All three of these collectors provide systemd service-files which should
keep them running even if they fall over. Which they might do if you fiddle
with the database.

In addition to the collectors, there is the API. The API provides three
different sets of endpoints. Two of these are considered moderately
sensitive (e.g.: provides management information and port-specific
statistics), while the third is considered public. The two private API end
points are split into a read-only and write-only name space.

Last is the frontend. This is written entirely in HTML and JavaScript and
interacts with the API. It comes in two minimally different versions: one
public and one "private". The only actual difference should be what they
_try_ to access.

The basic philosophy of Gondul is to have a generic and solid API, a data
base model that is somewhat agnostic to what we collect (so we can add more
interesting SNMP communities on the fly) and a front end that does a lot of
magic.

Recently, graphite/grafana was added, but as it failed to deliver during
The Gathering 2017, the integration is being re-worked slightly. It is
currently non-functional.

APIs
----

See `doc/API.rst`__. 

__ https://github.com/tech-server/gondul/blob/master/doc/API.rst

On the topic of the front-end....
---------------------------------

The front end uses bootstrap and jquery, but not really all that
extensively.

The basic idea is to push a ton of information to the front-end and exploit
modern concepts such as "8MB of data is essentially nothing" and "your
browser actually does client-side caching sensibly" and "it's easier to
develop js than adapt a backend when the need arises". If you look in a
developer console, you will see frequent requests, but if you look closer,
they should almost all be client side cache hits. And those which aren't
can either be 304 Not Modified's or server-side cache hits. Caching is
absolutely crucial to the entire process.

We need more user-documentation though.

Also, the front-end can be somewhat bandwidth intensive. Use gzip. Patches
for variable polling frequency on mobile devices are welcome.

Security
--------

Security is ensured in multiple ways. First of all, database passwords
should obviously be kept secret. It is never visible in the frontend.
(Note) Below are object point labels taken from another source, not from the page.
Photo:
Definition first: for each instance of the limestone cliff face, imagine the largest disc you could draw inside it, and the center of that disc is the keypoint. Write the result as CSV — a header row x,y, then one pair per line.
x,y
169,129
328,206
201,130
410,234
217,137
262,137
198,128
Secondly, APIs are clearly separated. Some data is actually duplicated
because it has to be available both in a public API in an aggregated form,
and in detailed form in the private API.

Gondul it self does not implement any actual authentication mechanisms for
the API. That is left up to the web server. An example Apache configuration
file is provided and the default ansible recipies use them.